Effects of normal and mutant ras genes on inositol lipid metabolism in Dictyostelium.

Dictyostelium cells transformed with multiple copies of a mutant Dictyostelium ras gene (ras-Thr12 that gave a Gly to Thr substitution at position 12 of the ras protein, showed 2 to 3 times greater incorporation of 32P into PtdInsP and PtdInsP2 (without changing the specific radioactivity) compared to the untransformed strain or a strain transformed with multiple copies of the normal ras-Gly12 gene. The ratio of labelled PtdInsP2/PtdInsP, however, was not affected by the ras-Thr12 gene.
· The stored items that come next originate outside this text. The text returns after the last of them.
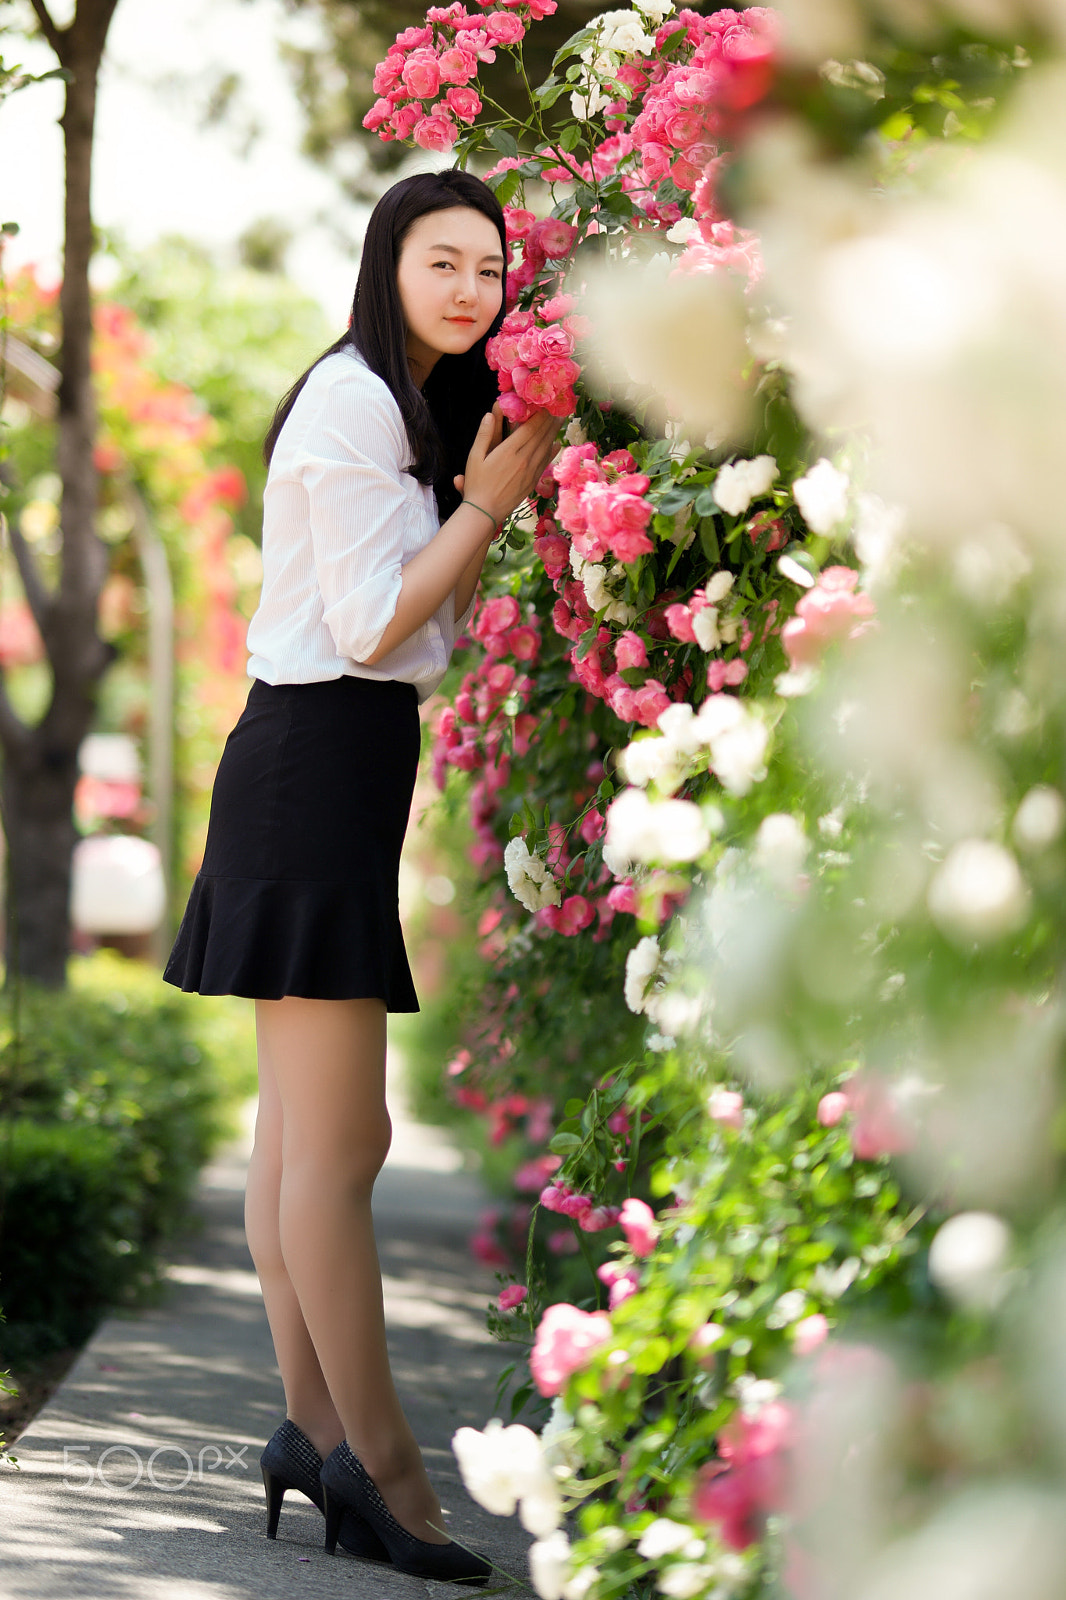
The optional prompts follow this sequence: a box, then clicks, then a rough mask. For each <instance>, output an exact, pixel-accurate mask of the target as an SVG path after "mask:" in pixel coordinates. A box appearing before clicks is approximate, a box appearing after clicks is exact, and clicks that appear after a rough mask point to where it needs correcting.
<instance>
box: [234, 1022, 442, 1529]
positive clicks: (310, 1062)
mask: <svg viewBox="0 0 1066 1600" xmlns="http://www.w3.org/2000/svg"><path fill="white" fill-rule="evenodd" d="M256 1027H258V1037H259V1042H261V1048H262V1051H264V1054H266V1058H267V1059H269V1062H271V1069H272V1074H274V1082H275V1085H277V1093H279V1101H280V1107H282V1178H280V1210H279V1238H280V1250H282V1259H283V1262H285V1267H287V1272H288V1280H290V1283H291V1288H293V1291H295V1296H296V1301H298V1304H299V1310H301V1314H303V1320H304V1323H306V1328H307V1331H309V1336H311V1341H312V1344H314V1350H315V1354H317V1358H319V1363H320V1371H322V1374H323V1376H325V1384H327V1386H328V1392H330V1397H331V1402H333V1405H335V1408H336V1414H338V1418H339V1421H341V1424H343V1429H344V1437H346V1438H347V1442H349V1445H351V1446H352V1450H354V1451H355V1454H357V1456H359V1458H360V1461H362V1462H363V1466H365V1467H367V1470H368V1472H370V1475H371V1478H373V1480H375V1483H376V1485H378V1488H379V1491H381V1494H383V1498H384V1501H386V1504H387V1506H389V1510H391V1512H392V1515H394V1517H395V1518H397V1522H399V1523H400V1525H402V1526H405V1528H407V1530H408V1531H410V1533H413V1534H415V1536H416V1538H419V1539H427V1541H431V1542H445V1541H447V1534H442V1533H439V1531H437V1530H439V1528H440V1526H442V1522H443V1518H442V1512H440V1502H439V1499H437V1496H435V1494H434V1490H432V1486H431V1483H429V1478H427V1475H426V1467H424V1464H423V1458H421V1451H419V1448H418V1443H416V1440H415V1435H413V1434H411V1429H410V1426H408V1422H407V1418H405V1416H403V1410H402V1406H400V1400H399V1395H397V1392H395V1387H394V1382H392V1373H391V1370H389V1350H387V1344H386V1331H384V1307H383V1296H381V1267H379V1264H378V1250H376V1245H375V1232H373V1216H371V1210H370V1198H371V1192H373V1186H375V1178H376V1176H378V1173H379V1171H381V1166H383V1163H384V1158H386V1154H387V1150H389V1141H391V1136H392V1128H391V1123H389V1114H387V1110H386V1101H384V1067H386V1008H384V1003H383V1002H381V1000H301V998H296V997H287V998H285V1000H258V1002H256ZM279 1363H280V1352H279ZM293 1421H298V1419H296V1418H293ZM301 1426H303V1424H301ZM312 1437H314V1435H312ZM434 1525H435V1526H434Z"/></svg>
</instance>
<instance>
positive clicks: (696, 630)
mask: <svg viewBox="0 0 1066 1600" xmlns="http://www.w3.org/2000/svg"><path fill="white" fill-rule="evenodd" d="M691 630H693V634H695V635H696V643H698V645H699V648H701V650H706V651H707V653H711V651H712V650H717V648H719V645H720V643H722V635H720V634H719V608H717V606H715V605H706V606H703V610H701V611H696V614H695V616H693V619H691Z"/></svg>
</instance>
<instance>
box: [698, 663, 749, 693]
mask: <svg viewBox="0 0 1066 1600" xmlns="http://www.w3.org/2000/svg"><path fill="white" fill-rule="evenodd" d="M746 677H747V662H746V661H741V659H739V656H738V658H735V659H733V661H709V662H707V690H709V693H711V694H719V693H720V691H722V690H723V688H725V686H727V685H728V686H730V688H736V685H738V683H743V682H744V678H746Z"/></svg>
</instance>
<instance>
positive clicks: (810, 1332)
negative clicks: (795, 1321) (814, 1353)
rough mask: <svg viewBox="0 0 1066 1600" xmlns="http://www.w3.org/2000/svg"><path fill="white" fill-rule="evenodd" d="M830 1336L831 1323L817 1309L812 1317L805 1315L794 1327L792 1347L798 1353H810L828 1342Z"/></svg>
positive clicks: (796, 1353)
mask: <svg viewBox="0 0 1066 1600" xmlns="http://www.w3.org/2000/svg"><path fill="white" fill-rule="evenodd" d="M828 1336H829V1323H828V1322H826V1318H824V1317H823V1315H821V1312H820V1310H816V1312H815V1314H813V1315H812V1317H804V1320H802V1322H797V1323H795V1326H794V1328H792V1349H794V1350H795V1354H797V1355H810V1354H812V1352H813V1350H816V1349H818V1346H820V1344H824V1342H826V1338H828Z"/></svg>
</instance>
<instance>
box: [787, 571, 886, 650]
mask: <svg viewBox="0 0 1066 1600" xmlns="http://www.w3.org/2000/svg"><path fill="white" fill-rule="evenodd" d="M856 584H858V573H856V571H855V570H853V568H850V566H826V568H824V571H821V573H820V574H818V582H816V584H815V587H813V589H808V590H807V594H805V595H804V597H802V600H799V602H797V605H795V616H792V618H789V621H787V622H786V624H784V627H783V629H781V643H783V645H784V650H786V653H787V658H789V662H791V664H792V667H813V666H816V664H818V661H821V658H823V654H824V653H826V650H828V648H829V645H836V643H837V642H840V640H847V638H858V637H860V634H864V632H866V630H868V629H869V627H871V624H872V619H874V616H876V614H877V608H876V605H874V602H872V600H871V597H869V595H868V594H858V592H856Z"/></svg>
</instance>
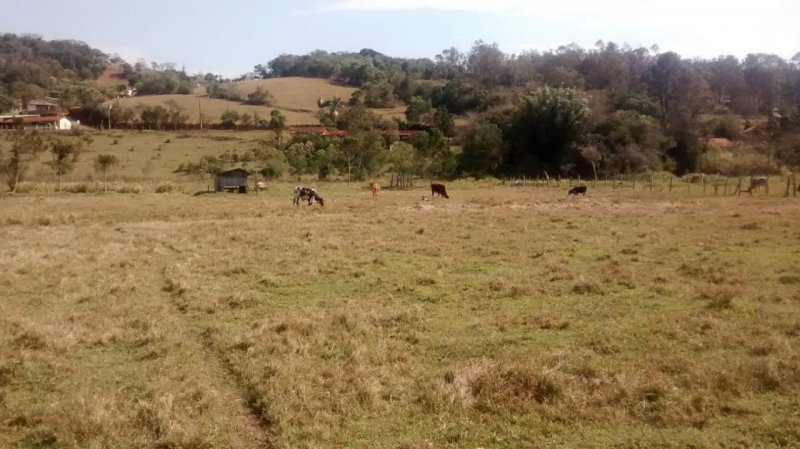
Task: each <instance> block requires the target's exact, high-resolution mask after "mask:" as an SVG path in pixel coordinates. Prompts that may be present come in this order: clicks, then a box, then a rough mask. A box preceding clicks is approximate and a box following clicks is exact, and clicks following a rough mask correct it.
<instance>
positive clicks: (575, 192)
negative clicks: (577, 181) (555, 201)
mask: <svg viewBox="0 0 800 449" xmlns="http://www.w3.org/2000/svg"><path fill="white" fill-rule="evenodd" d="M579 193H580V194H581V195H584V196H586V186H584V185H580V186H575V187H573V188H571V189H569V193H567V196H570V195H575V196H578V194H579Z"/></svg>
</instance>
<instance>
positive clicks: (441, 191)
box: [431, 184, 450, 199]
mask: <svg viewBox="0 0 800 449" xmlns="http://www.w3.org/2000/svg"><path fill="white" fill-rule="evenodd" d="M437 193H438V194H439V195H440V196H443V197H445V198H447V199H450V196H448V195H447V189H446V188H445V187H444V184H431V198H433V197H434V196H436V194H437Z"/></svg>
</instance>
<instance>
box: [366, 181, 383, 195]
mask: <svg viewBox="0 0 800 449" xmlns="http://www.w3.org/2000/svg"><path fill="white" fill-rule="evenodd" d="M369 190H371V191H372V197H373V198H377V197H378V192H380V191H381V185H380V183H378V182H377V181H373V182H371V183H369Z"/></svg>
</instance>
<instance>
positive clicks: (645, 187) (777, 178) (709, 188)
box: [501, 173, 798, 197]
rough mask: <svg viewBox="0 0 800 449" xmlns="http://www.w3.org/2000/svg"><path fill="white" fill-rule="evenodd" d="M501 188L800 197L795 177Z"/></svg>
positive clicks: (774, 176)
mask: <svg viewBox="0 0 800 449" xmlns="http://www.w3.org/2000/svg"><path fill="white" fill-rule="evenodd" d="M501 182H502V184H503V185H506V186H511V187H536V188H551V189H560V188H566V189H570V188H572V187H575V186H579V185H583V186H586V187H587V189H593V190H603V191H633V192H659V193H672V194H686V195H697V196H701V195H702V196H734V195H768V196H778V195H780V196H784V197H797V194H798V185H797V179H796V175H794V174H792V175H788V176H741V177H730V176H720V175H704V174H690V175H686V176H683V177H676V176H673V175H671V174H668V173H652V174H649V173H644V174H638V175H617V176H604V177H602V178H597V179H594V178H592V179H581V178H580V177H578V178H561V177H525V176H521V177H504V178H503V179H502V181H501Z"/></svg>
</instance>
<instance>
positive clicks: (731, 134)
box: [711, 117, 741, 140]
mask: <svg viewBox="0 0 800 449" xmlns="http://www.w3.org/2000/svg"><path fill="white" fill-rule="evenodd" d="M740 130H741V126H740V125H739V124H738V123H737V122H736V120H735V119H734V118H733V117H721V118H720V119H718V120H716V121H715V122H714V123H713V126H712V129H711V134H712V135H713V136H714V137H722V138H725V139H730V140H738V139H739V138H741V131H740Z"/></svg>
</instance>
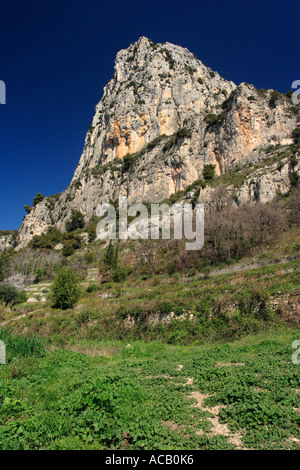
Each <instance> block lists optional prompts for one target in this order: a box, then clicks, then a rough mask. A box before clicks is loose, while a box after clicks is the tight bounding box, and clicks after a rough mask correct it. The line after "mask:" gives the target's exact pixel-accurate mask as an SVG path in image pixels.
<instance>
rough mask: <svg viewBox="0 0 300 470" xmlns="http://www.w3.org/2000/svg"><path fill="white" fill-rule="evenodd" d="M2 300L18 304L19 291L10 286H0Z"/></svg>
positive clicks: (4, 284)
mask: <svg viewBox="0 0 300 470" xmlns="http://www.w3.org/2000/svg"><path fill="white" fill-rule="evenodd" d="M0 300H3V302H5V303H6V305H8V304H12V305H13V304H16V303H17V302H18V290H17V289H16V288H15V287H13V286H11V285H10V284H0Z"/></svg>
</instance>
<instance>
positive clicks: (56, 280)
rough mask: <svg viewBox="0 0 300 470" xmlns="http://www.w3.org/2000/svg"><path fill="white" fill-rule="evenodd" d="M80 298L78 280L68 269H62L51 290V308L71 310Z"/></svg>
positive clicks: (56, 276)
mask: <svg viewBox="0 0 300 470" xmlns="http://www.w3.org/2000/svg"><path fill="white" fill-rule="evenodd" d="M79 297H80V287H79V281H78V278H77V277H76V276H75V274H74V273H73V272H72V270H71V269H69V268H62V269H61V270H60V271H59V272H58V274H57V276H56V279H55V280H54V282H53V285H52V288H51V299H52V308H61V309H62V310H66V309H68V308H72V307H73V306H74V305H75V304H76V302H77V301H78V300H79Z"/></svg>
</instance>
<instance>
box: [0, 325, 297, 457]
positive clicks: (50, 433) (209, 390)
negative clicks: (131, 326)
mask: <svg viewBox="0 0 300 470" xmlns="http://www.w3.org/2000/svg"><path fill="white" fill-rule="evenodd" d="M82 320H83V324H82V327H84V325H85V321H84V318H82ZM87 321H88V319H87ZM1 334H2V336H1ZM10 335H11V334H10V333H8V332H5V333H4V334H3V332H2V331H1V333H0V339H2V338H4V340H5V341H6V342H7V345H8V348H7V350H8V364H7V366H0V378H1V392H0V449H1V450H12V449H13V450H37V449H39V450H42V449H43V450H79V449H82V450H101V449H110V450H117V449H120V450H146V449H149V450H153V449H159V450H162V449H172V450H173V449H184V450H192V449H193V450H194V449H201V450H213V449H215V450H217V449H218V450H225V449H228V450H229V449H236V448H242V449H243V448H248V449H259V450H261V449H266V450H269V449H296V447H297V443H296V439H299V437H300V436H299V428H298V422H299V414H298V412H297V406H298V398H299V397H298V394H297V390H298V389H299V374H298V370H297V366H295V365H294V364H292V361H291V352H292V350H291V344H292V342H293V340H295V339H296V338H298V336H297V334H296V333H295V332H294V331H287V332H285V333H283V332H282V333H279V334H272V335H259V336H256V337H254V336H250V337H248V338H247V339H244V340H242V341H238V342H235V343H223V344H214V345H210V346H208V345H205V346H199V345H196V344H195V345H192V346H190V347H189V348H187V347H182V346H170V345H166V344H163V343H160V342H152V343H149V342H147V343H146V342H140V341H139V342H132V343H131V344H128V342H120V341H99V340H95V341H94V342H90V341H89V342H86V341H83V340H82V341H78V340H75V341H74V340H73V341H72V342H70V343H69V344H68V345H66V348H65V349H62V348H59V349H57V348H56V349H54V350H52V351H51V350H47V348H46V351H45V349H44V344H43V343H42V342H41V340H39V338H34V337H26V336H22V337H21V336H19V335H14V336H10ZM8 339H9V341H8ZM214 406H220V411H219V415H217V414H216V411H214V409H213V407H214ZM216 424H222V425H224V426H226V429H227V430H228V432H224V429H225V428H223V431H222V430H220V429H219V430H218V431H216V430H217V427H216Z"/></svg>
Stimulation with the chemoattractant, cyclic AMP, caused a rapid but transient decrease in the levels of labelled PtdInsP and PtdInsP2 in the normal and ras-Gly12-transformed strains but ras-Thr12-transformed strains failed to respond. In untransformed cells a small, very rapid rise in the level of labelled PtdInsP and PtdInsP2 was seen immediately after stimulation of the cells with cyclic AMP (before the transient decrease) and this rise was greatly accentuated in cells transformed with multiple copies of the normal ras-Gly12 gene. Agents that induce prolonged activation of phosphoinositidase C such as AlF4- or GTPYS gave a lowered steady-state level of incorporation of 32P into PtdInsP and PtdInsP2 in all strains. The results indicate that the enzyme in the inositol phosphate pathway that is affected by the ras gene is not phosphoinositidase C, but is an enzyme before PtdInsP kinase, possibly PtdIns kinase.